Казароза — страница 5 из 35

Зеркало было несвежее, с трещиной, с мушиной пачкотней и облупившейся амальгамой, но даже в нем Свечников заметил, как изменилась она за эти два года. Увяло лицо, впадины прорезались под скулами, какое-то коричневое пятно появилось на шее. Она привычно спрятала его, теснее сведя у горла отвороты халата. Лишь волосы остались прежними. В бьющем из окна солнечном луче они были подернуты обволакивающей сердце дымкой.

В детстве он с таким же чувством смотрел на соседскую девочку, мечтая не о том, чтобы когда-нибудь жениться на ней, а чтобы она каким-то чудом оказалась вдруг его сестрой.

— Здравствуйте, Зинаида Георгиевна, — сказал он, напирая на ее отчество, которое в афише не значилось.

Тем самым давалось понять, что ему известно о ней больше, чем можно подумать при взгляде на его гимнастерку и бритую голову.

— Почему вы входите без стука? — спросила она у его отражения.

— Я стучал, вы не слышали… Не узнаете меня?

Она повернулась, всмотрелась и молча покачала головой.

— «Розовый домик», «Алиса, которая боялась мышей», — начал перечислять он песни ее славы, — «Андалузская гитана», «Ласточка на карнизе».

— У вас есть мои пластинки?

— Не только. Я слышал вас на сцене.

— В пятнадцатом году, да? В Летнем театре?

— Позже, и не в Летнем театре, а на Соляном городке.

— А-а, в Доме Интермедий. Кто вас со мной познакомил?

— Никто. Я сам… Однажды я проводил вас до дому. Мы шли по трамвайным путям, вы были в желтых ботиночках. Не помните?

— Ботиночки помню, а вас — нет.

— Вы жили на Кирочной, — выложил он свой последний козырь.

— Действительно, я там жила одно время, — признала она без всякого интереса. — Если вы хотите попасть на концерт, я, конечно, могу дать вам контрамарку. Но… В каком году вы слышали меня на сцене?

— Осенью восемнадцатого.

— Тогда не советую приходить. Вы будете разочарованы. Сравнение меня нынешней с той, какой я была, не доставит вам удовольствия.

На вопрос, почему так, она не ответила, и Свечников понял, что настаивать не нужно.

— Вообще-то я к вам по поручению городского клуба эсперантистов, — сказал он. — Меня уполномочили просить вас…

— Вы эсперантист? — перебила она.

— Да, я член правления клуба «Эсперо».

— Это какая-то эпидемия! Все изучают эсперанто.

— Вы тоже?

— Упаси бог! Но могу прочесть на нем две строчки… Бабилоно, Бабилоно, алта диа доно, — продекламировала она каким-то не своим голосом. — Можете перевести?

— Вавилон, Вавилон, святое дело бога, — без труда перевел Свечников.

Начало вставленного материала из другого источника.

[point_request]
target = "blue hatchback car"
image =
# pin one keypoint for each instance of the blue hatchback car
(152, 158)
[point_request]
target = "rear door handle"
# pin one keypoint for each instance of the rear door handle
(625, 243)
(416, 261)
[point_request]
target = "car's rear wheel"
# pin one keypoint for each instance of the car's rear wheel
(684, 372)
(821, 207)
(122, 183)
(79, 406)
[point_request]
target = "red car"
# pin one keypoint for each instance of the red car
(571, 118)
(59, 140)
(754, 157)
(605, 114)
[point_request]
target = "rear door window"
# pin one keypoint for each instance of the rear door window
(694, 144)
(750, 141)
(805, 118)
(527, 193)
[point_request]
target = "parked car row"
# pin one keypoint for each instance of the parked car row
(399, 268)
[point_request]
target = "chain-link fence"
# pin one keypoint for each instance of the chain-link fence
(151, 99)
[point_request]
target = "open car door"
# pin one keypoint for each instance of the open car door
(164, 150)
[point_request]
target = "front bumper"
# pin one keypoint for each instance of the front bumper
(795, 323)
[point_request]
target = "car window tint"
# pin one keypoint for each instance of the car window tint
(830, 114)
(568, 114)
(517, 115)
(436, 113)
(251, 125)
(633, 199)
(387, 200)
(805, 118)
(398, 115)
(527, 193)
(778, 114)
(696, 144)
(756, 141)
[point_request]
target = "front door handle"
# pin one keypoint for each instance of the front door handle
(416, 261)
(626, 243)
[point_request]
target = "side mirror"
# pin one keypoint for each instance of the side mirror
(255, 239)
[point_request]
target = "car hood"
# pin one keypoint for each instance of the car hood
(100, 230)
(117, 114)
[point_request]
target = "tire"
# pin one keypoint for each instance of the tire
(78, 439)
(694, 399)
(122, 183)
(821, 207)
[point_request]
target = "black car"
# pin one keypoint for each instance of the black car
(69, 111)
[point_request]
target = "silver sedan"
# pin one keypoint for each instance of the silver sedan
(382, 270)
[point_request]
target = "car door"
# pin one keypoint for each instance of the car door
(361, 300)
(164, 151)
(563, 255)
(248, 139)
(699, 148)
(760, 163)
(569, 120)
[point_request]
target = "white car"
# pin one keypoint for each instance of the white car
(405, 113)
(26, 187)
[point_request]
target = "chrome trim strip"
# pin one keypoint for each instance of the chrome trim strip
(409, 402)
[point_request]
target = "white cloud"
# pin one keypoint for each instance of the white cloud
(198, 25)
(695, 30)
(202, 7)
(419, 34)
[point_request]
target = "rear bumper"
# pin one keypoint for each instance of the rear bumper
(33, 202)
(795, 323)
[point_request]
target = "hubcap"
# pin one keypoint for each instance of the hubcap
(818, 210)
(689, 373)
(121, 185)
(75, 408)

— Свершение здесь будет уместнее, чем дело. Слово святое тоже не совсем подходит.

— А какое лучше?

— Не святое, а священное. Не обижайтесь, но у вас получилось как-то нескладно. Мне читал эти стихи один знакомый, в его переводе выходило гораздо поэтичнее.

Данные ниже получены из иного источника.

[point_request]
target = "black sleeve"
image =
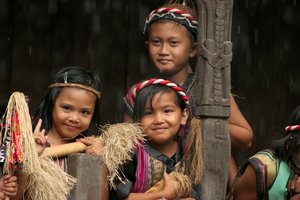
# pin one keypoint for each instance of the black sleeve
(195, 192)
(123, 189)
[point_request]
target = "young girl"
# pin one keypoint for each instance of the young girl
(161, 108)
(274, 173)
(171, 33)
(70, 109)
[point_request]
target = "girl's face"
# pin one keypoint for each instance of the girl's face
(170, 48)
(161, 123)
(72, 112)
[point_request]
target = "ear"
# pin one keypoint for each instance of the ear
(194, 50)
(146, 44)
(184, 116)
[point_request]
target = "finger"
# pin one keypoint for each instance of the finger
(38, 126)
(293, 185)
(87, 140)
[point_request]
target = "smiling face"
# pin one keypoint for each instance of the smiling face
(162, 118)
(170, 48)
(72, 113)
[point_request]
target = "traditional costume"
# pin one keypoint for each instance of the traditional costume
(147, 165)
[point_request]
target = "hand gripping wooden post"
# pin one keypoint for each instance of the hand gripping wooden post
(212, 93)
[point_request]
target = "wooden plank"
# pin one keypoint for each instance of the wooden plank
(87, 169)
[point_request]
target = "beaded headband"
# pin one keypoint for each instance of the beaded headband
(292, 128)
(77, 85)
(174, 14)
(155, 81)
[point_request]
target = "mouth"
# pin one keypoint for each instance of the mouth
(71, 127)
(163, 61)
(160, 129)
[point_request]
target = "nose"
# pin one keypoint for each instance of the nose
(74, 118)
(163, 49)
(158, 118)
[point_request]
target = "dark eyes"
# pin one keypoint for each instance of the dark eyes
(65, 107)
(156, 42)
(148, 112)
(85, 112)
(168, 110)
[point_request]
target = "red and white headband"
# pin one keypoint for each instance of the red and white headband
(174, 14)
(292, 128)
(155, 81)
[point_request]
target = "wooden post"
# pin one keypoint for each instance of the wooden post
(87, 169)
(213, 93)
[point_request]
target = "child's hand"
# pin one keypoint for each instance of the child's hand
(94, 146)
(8, 186)
(170, 187)
(39, 137)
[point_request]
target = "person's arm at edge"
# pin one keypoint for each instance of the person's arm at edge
(240, 131)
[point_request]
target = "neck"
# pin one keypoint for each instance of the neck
(166, 149)
(179, 77)
(54, 139)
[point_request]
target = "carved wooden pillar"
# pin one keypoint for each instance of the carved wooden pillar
(213, 93)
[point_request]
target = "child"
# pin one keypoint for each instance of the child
(274, 173)
(70, 109)
(171, 33)
(8, 186)
(161, 108)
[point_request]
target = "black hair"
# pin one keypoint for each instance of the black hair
(75, 74)
(290, 144)
(148, 93)
(192, 36)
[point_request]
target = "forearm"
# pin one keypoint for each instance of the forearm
(240, 131)
(146, 196)
(22, 183)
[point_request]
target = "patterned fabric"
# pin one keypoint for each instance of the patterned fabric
(174, 14)
(266, 167)
(151, 166)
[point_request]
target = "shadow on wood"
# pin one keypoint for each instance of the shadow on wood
(87, 169)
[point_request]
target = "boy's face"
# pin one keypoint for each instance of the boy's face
(170, 48)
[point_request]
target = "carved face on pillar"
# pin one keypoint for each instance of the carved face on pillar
(170, 48)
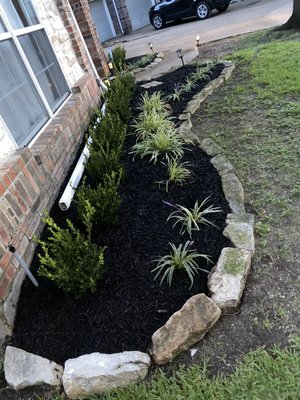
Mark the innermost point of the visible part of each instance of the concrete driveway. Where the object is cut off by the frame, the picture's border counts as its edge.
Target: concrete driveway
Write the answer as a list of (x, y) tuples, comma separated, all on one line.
[(241, 17)]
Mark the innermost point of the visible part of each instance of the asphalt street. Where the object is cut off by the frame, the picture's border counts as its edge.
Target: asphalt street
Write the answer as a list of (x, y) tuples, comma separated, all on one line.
[(242, 16)]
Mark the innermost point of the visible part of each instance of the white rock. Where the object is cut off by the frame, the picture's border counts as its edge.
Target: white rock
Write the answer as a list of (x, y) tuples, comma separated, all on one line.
[(241, 235), (184, 328), (96, 373), (227, 280), (24, 369)]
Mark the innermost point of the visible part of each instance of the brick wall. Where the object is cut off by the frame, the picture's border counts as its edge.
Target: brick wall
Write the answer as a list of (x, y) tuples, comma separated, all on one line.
[(84, 19), (30, 179)]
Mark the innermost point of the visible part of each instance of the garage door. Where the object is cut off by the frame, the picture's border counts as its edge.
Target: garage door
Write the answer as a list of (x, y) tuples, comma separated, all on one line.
[(100, 18), (138, 12)]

— Ну, — улыбнулся Свечников, — если у вас есть такие знакомые, вы, думаю, не откажетесь выступить в нашем клубе.

— Хотите, чтобы я у вас пела?

— Не даром, само собой.

— Когда? — деловито спросила она.

— Первого июля.

— Это невозможно. Вы же знаете, первого числа я занята в вечернем концерте.

Он объяснил, что это не препятствие, концерт начинается в семь, а к ним она может приехать позже. Ее встретят прямо возле театра. У них есть денежный фонд, талоны на пайки и на питание в столовой потребобщества, но там тоже можно взять пайком. На какой гонорар она рассчитывает?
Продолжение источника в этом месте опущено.